"In probability theory, an event is said to happen almost surely if it happens with probability 1. Whether this portfolio converges to profit with probability 1 remains an open conjecture."
An experiment in letting a large language model manage a paper trading portfolio. The hypothesis: an LLM injected with prospect theory and CVaR principles can make non-trivial daily allocation decisions across ETFs and equities. The null hypothesis: it cannot.
We are testing the alternative.
Most quantitative trading systems optimize for expected returns. Humans don't -- we feel losses roughly 2.25x more than equivalent gains (Kahneman & Tversky, 1992), we anchor to recent prices, and we panic-sell at drawdowns that a rational agent would ignore.
So instead of building a perfectly rational agent, I'm building one that is deliberately risk-averse in a behaviorally-informed way. The LLM receives market data, computes nothing itself (Python handles that), and makes allocation decisions with a system prompt that encodes:
- Loss aversion from prospect theory
- CVaR (Conditional Value at Risk) as the primary risk measure
- Position sizing constraints inspired by Kelly criterion intuitions
- Drawdown sensitivity that increases non-linearly with losses
The theoretical foundation comes from Behavioral_RL, a framework for risk-sensitive reinforcement learning on the Iowa Gambling Task.
Every day, after US market close:
1. Python fetches 30 days of data for 21 assets via yfinance
2. Python computes indicators: SMA(20,50,200), RSI, Bollinger, volatility, drawdowns, correlations
3. Everything is sent to the LLM along with current portfolio state
4. The LLM returns a JSON decision: buy X% of cash, sell Y, hold Z
5. Python executes paper orders and logs everything
The LLM is the decision-maker. Python is the infrastructure. The separation is deliberate -- if the LLM makes a bad call, the logs will show exactly what it saw and what it decided. Reproducibility matters, even in research that involves stochastic processes.
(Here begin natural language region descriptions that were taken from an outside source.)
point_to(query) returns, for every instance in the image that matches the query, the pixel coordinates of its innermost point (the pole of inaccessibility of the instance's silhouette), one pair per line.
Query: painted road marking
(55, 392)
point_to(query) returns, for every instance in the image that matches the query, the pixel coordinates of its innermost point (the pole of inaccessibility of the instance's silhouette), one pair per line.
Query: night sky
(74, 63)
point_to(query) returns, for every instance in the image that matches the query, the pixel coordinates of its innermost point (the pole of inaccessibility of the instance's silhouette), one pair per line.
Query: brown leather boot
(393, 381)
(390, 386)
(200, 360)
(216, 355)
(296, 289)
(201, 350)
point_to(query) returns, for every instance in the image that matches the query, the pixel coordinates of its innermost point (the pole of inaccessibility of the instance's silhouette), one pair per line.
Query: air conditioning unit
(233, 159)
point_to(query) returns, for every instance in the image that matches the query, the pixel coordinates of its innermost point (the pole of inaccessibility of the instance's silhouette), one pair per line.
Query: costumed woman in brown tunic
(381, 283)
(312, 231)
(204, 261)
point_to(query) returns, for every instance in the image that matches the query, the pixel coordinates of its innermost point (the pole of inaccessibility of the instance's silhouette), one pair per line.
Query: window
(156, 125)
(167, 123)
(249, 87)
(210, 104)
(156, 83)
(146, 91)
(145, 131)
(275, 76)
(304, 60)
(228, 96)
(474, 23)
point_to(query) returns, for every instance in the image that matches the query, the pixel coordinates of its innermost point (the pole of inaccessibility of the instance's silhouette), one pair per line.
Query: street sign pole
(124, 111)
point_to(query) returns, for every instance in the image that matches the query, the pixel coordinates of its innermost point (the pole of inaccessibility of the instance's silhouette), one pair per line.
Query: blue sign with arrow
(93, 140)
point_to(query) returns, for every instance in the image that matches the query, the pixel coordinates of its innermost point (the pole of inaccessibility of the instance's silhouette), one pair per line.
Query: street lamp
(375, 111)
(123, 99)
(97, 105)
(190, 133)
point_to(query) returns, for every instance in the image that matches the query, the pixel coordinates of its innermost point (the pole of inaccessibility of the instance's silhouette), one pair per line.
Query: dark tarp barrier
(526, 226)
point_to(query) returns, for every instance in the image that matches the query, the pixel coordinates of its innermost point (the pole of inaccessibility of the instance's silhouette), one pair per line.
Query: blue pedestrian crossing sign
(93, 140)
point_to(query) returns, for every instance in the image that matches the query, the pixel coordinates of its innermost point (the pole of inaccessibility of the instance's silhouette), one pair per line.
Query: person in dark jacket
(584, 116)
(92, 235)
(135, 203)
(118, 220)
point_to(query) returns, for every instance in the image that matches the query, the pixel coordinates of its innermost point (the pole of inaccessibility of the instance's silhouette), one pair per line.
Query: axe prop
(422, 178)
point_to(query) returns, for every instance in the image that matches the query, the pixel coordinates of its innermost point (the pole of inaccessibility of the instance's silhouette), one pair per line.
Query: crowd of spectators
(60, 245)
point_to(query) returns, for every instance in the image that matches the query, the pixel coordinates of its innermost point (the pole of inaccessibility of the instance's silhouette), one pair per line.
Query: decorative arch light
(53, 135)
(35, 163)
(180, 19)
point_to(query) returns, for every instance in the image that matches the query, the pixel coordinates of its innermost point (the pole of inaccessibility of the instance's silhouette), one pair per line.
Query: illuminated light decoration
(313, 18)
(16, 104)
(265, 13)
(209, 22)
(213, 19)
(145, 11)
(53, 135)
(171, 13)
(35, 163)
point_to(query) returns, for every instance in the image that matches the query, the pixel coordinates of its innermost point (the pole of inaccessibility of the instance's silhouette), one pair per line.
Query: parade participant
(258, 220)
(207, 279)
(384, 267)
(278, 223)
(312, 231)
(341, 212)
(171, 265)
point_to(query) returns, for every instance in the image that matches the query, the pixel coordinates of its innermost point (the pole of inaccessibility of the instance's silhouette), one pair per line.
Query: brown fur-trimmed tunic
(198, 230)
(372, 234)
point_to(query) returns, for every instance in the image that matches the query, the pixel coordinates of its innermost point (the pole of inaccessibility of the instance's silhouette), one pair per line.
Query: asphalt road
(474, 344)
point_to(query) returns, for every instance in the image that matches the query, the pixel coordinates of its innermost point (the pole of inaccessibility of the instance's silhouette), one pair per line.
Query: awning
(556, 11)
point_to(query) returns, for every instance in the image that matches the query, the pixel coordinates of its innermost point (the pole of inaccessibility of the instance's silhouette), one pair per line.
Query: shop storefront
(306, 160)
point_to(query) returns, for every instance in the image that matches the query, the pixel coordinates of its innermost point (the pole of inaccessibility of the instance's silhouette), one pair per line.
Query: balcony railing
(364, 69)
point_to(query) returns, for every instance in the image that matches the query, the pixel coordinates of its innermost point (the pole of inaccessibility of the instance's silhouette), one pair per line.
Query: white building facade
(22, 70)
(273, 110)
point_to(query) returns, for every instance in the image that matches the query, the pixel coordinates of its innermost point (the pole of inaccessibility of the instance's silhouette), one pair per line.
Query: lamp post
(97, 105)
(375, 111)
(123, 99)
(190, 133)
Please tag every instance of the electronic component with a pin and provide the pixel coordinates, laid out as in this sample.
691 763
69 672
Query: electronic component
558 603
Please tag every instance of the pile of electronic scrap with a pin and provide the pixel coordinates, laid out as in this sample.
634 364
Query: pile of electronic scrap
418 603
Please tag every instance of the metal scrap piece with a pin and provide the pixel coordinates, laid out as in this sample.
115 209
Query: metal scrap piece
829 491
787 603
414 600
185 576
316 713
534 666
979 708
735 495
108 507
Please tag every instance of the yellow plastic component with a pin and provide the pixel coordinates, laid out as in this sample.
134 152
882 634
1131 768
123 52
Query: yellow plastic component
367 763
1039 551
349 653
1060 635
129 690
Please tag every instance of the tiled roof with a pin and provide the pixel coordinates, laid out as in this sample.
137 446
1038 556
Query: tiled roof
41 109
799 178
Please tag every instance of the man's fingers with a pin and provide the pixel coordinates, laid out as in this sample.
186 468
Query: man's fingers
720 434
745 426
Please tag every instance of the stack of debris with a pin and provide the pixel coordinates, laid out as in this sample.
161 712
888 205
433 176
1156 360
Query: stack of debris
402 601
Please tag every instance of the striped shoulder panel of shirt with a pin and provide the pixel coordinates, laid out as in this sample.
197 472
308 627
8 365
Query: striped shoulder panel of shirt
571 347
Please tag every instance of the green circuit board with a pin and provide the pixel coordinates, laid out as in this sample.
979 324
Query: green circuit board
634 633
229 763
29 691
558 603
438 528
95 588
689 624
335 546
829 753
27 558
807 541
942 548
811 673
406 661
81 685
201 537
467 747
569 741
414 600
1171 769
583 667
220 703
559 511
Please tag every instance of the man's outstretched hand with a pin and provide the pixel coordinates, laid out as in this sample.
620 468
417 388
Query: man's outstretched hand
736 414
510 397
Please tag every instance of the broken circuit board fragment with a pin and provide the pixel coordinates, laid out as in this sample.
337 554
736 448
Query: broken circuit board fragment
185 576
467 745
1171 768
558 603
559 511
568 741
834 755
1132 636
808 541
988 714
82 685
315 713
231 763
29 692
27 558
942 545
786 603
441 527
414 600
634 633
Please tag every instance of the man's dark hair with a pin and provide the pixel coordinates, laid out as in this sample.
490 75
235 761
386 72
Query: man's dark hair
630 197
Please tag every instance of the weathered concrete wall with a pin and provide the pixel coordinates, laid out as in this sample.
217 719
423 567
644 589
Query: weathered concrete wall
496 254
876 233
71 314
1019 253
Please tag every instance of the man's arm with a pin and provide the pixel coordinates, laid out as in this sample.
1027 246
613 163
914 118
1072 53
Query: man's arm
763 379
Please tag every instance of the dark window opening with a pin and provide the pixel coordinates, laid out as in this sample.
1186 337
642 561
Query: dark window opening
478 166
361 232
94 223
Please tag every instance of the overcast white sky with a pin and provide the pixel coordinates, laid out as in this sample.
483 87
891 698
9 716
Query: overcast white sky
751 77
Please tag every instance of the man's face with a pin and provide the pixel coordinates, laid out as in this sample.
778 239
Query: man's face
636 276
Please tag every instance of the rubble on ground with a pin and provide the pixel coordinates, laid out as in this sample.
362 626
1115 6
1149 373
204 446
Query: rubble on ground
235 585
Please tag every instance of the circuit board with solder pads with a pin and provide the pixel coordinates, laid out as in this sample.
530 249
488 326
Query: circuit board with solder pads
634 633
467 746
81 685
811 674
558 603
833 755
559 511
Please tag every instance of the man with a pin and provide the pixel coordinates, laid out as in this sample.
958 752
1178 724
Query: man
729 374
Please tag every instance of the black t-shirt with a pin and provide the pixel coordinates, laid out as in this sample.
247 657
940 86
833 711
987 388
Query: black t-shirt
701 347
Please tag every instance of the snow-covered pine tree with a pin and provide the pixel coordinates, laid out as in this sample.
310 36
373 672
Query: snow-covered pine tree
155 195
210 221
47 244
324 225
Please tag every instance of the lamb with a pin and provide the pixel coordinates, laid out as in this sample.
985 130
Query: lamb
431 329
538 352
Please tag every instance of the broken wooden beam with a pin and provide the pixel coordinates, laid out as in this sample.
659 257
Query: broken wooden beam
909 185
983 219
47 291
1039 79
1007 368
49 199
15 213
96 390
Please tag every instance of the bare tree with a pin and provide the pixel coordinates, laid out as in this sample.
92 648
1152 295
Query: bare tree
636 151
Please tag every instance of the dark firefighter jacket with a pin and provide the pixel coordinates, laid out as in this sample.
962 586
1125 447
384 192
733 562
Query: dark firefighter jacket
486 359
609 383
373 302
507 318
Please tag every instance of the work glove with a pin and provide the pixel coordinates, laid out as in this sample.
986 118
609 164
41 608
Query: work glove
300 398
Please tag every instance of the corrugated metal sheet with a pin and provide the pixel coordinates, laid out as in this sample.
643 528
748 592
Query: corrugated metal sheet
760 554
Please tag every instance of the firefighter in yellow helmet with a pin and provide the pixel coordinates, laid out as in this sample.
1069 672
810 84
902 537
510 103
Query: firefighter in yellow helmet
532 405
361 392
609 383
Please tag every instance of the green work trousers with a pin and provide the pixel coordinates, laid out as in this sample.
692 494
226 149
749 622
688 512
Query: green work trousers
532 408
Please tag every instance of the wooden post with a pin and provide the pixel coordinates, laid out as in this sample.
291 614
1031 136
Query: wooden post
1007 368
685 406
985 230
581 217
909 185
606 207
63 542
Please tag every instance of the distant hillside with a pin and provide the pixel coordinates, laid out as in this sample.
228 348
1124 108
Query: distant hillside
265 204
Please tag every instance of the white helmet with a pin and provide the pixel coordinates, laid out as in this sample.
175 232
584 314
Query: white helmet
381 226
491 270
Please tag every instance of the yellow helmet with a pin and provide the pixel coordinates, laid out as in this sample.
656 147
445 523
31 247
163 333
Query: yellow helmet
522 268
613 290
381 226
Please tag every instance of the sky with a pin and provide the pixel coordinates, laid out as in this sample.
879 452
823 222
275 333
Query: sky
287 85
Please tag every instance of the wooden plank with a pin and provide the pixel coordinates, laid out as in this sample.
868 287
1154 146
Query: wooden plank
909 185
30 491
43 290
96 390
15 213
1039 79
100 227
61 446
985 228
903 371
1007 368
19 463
ETFs: SPY, QQQ, GLD (gold), TLT (bonds), FEZ (Euro Stoxx 50), CAC 40
Euronext Paris: LVMH, TotalEnergies, Sanofi, L'Oreal, Airbus, Schneider Electric, Air Liquide, BNP Paribas, AXA, Hermes, Safran, Dassault Systemes, Vinci, Saint-Gobain, Kering
21 assets. Enough to test diversification, not enough to drown in noise.
- Starting capital: EUR 10,000 (paper)
- Decisions: Daily, after US close (21:00 UTC)
- Monitoring: Every 2 hours during market hours -- alerts on moves > 2%
- Weekly report: Fridays -- P&L, best/worst, comparison vs buy-and-hold SPY & CAC 40
- Benchmark: The simplest strategy that does nothing. If I can't beat "buy SPY and go to sleep", this project has negative alpha.
Now: Python. Fast to iterate, rich ecosystem, good enough for research. The goal is to validate the approach, not to optimize latency.
Later (maybe): Rust. If the results suggest this is worth running with real capital, a rewrite becomes necessary. Microsecond latency, memory safety, no GC pauses. The Python code would serve as the functional spec. Reference: dprc-autotrader-v2.
src/
data/ Market data + technical indicators
portfolio/ Paper portfolio (positions, cash, P&L, order execution)
llm/ LLM integration (prompts, API, response parsing)
risk/ Risk concepts for the system prompt
backtest/ Backtesting engine
results/ Daily logs, weekly reports
Updated weekly at alm0stsurely.github.io/trading.
- Tversky & Kahneman (1992) -- Advances in Prospect Theory
- Rockafellar & Uryasev (2000) -- Optimization of Conditional Value-at-Risk
- Bechara et al. (1994) -- Insensitivity to future consequences following damage to human prefrontal cortex (Iowa Gambling Task)
This is a research project. No real money, no broker, no real orders. Market data is read-only via public APIs. Nothing here is financial advice. The name is aspirational, not predictive.
MIT
Almost surely, this portfolio will converge. The question is to what.